The case manager, reentry director, counselor, or officer

  • Counsels the incarcerated person on interventions available in the jail and in the community.
  • When feasible, invites a community service provider into the jail to meet face-to-face with the person prior to his or her release to enhance successful linkage and responsivity after release.
  • Works with jail classification and security to coordinate transition plan activities, including housing assignments, program attendance, and referrals to in-custody and community-based services.
  • Develops incentives (e.g., increased visitation, release earlier in the day for those with a plan, improved access to services) to reward the person for starting the in-jail component of the plan and meeting short-term goals.
  • At a minimum, creates a mechanism and timeline to update a transition plan when the incarcerated person completes in-jail programming. The transition plan should act as a “living” document and be reviewed with the incarcerated individual and updated to reflect progress and new goals.

Step 5: Make referrals

The case manager, reentry director, counselor, or officer

  • Communicates with evidence-based community programs and agencies to ensure intervention referrals.
  • Revises transition plans as changes occur.
  • As much as practical, acts as a liaison with community entities to support and invite their presence within the jail. May make presentations and provide information as well as meet potential referrals prior to their release.
  • Schedules referrals for appointments for specific times whenever possible.
  • Notifies local health departments in advance of the release of any person with an infectious disease such as active tuberculosis.

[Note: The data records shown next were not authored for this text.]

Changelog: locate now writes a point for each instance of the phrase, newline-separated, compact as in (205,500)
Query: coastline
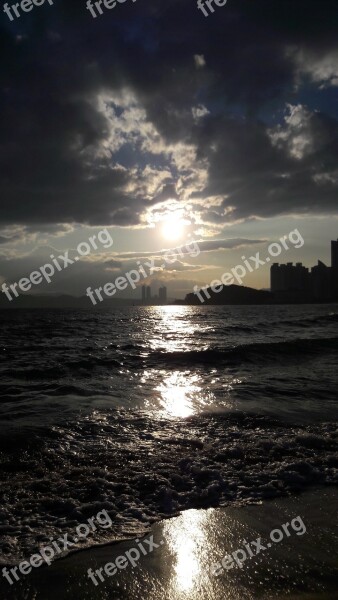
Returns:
(300,567)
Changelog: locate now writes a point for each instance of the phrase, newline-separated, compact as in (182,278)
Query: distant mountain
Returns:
(230,294)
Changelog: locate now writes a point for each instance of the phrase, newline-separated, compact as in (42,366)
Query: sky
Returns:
(166,127)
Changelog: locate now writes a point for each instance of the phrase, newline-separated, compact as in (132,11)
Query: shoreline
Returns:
(300,567)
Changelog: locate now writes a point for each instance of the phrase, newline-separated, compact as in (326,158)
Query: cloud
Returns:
(144,109)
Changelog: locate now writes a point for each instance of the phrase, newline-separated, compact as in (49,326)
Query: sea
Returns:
(148,411)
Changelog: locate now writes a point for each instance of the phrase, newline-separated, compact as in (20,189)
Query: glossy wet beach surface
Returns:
(302,566)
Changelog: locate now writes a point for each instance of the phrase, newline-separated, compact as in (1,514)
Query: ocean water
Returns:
(147,411)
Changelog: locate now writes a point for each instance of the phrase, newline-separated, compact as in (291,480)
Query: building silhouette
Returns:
(297,283)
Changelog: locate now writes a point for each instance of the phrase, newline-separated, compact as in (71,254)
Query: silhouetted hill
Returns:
(230,294)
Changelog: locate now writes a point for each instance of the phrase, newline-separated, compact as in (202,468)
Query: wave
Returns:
(142,469)
(249,353)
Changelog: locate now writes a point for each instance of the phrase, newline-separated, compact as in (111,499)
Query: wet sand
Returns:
(303,567)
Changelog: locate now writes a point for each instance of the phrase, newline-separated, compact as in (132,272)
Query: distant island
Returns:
(231,294)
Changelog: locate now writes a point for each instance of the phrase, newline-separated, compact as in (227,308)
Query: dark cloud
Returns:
(66,158)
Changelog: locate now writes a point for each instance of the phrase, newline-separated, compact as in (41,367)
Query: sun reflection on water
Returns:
(189,544)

Step 6: Ensure that the transition plan follows the person back to the community

The case manager, reentry director, program staff counselor, or officer

  • Determines a comprehensive process for having transition plans follow people from jail to the community.
  • Ensures that transition plans are written in a format that allows them to also be used by probation officers and service providers upon release.
  • Ensures that all individuals with mental health issues leave with medication and an appointment at their local health clinic.
  • Contacts all individuals with high risk and/or high needs within the first week after release to determine if they have kept appointments, maintained prosocial contacts, complied with treatment or probation directives, and maintained employment. Provides any additional help or referral that might be necessary.